STOCKHOLM (AP) The family of World War II hero Raoul Wallenberg will ask President Barack Obama for help in their quest to find out what happened to the Swedish diplomat who vanished after being arrested by Soviet forces in 1945.
Wallenberg's niece, Marie Dupuy, told The Associated Press on Tuesday that the family will present a letter to Obama at a memorial ceremony for Wallenberg that the president is set to attend Wednesday in Stockholm.
In the letter, Wallenberg's half-sister Nina Lagergren and the widow of his half brother, Matilda von Dardel, suggest U.S. diplomats raise the Wallenberg issue "directly in formal discussions with Russian authorities."
"Researchers need committed support in their efforts to obtain direct and uncensored access to Russian archival collections, especially those of the Soviet era intelligence and security services," says the letter, a copy of which was given to AP.
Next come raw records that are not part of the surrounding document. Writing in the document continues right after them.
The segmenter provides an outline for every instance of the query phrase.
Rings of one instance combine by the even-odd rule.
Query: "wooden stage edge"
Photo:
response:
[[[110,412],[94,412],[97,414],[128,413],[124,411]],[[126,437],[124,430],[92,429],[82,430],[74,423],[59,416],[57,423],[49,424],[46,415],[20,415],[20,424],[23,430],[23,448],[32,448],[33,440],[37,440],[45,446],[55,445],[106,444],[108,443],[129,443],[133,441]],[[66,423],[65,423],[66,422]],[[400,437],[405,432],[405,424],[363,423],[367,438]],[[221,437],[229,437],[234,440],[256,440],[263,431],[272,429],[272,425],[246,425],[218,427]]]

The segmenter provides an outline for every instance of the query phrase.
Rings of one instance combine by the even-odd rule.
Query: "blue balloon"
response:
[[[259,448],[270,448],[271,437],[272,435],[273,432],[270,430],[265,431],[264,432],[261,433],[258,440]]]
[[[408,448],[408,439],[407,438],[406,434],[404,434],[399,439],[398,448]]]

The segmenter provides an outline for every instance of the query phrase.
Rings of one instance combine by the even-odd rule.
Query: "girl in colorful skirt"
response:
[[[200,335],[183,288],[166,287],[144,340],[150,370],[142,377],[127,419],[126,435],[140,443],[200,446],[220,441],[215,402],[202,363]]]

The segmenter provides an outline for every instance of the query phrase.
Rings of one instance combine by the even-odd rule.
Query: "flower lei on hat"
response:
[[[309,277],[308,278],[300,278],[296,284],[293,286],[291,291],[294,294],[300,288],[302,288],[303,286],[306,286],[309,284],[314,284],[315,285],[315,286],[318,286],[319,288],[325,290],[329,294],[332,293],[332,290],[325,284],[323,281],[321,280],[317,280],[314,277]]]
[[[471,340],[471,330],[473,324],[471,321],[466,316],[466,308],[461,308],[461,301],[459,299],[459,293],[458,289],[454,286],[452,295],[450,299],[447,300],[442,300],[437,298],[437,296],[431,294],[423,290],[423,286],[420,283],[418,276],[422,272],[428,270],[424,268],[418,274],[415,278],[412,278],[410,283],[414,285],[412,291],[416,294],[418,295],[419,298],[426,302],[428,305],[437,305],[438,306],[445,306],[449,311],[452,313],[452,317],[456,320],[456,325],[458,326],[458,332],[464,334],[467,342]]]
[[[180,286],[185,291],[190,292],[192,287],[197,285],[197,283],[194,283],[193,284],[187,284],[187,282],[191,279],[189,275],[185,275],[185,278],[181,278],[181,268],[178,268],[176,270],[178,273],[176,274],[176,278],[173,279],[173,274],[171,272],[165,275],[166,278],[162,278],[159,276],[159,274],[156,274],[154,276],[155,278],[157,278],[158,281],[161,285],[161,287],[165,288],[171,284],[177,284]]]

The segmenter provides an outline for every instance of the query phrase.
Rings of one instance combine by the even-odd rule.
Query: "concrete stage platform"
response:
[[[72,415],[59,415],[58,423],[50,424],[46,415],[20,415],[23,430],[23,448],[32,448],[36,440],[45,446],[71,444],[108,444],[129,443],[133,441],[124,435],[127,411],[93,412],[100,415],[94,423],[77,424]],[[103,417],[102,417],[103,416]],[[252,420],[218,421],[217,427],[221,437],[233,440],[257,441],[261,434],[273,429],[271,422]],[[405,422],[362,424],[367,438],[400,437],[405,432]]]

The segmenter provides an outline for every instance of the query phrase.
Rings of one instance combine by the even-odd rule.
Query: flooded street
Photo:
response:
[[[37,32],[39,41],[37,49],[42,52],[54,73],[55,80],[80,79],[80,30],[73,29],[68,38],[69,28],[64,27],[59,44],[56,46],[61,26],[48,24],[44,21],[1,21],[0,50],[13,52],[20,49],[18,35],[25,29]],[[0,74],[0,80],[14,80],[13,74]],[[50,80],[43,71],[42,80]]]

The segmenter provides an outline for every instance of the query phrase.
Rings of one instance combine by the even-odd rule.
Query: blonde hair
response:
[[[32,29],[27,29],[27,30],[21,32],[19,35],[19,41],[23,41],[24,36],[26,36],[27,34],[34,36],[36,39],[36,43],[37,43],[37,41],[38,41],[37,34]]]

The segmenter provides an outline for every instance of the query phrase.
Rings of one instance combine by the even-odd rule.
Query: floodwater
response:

Wallenberg's work as Sweden's envoy in Budapest in 1944 was a cover for a humanitarian mission as secret emissary of the U.S. War Refugee Board, created in an attempt to stem the annihilation of Europe's Jews. He saved at least 20,000 Jews in Budapest by giving them Swedish travel documents or moving them to safe houses and is also credited with dissuading German officers from massacring the 70,000 inhabitants of the city's ghetto.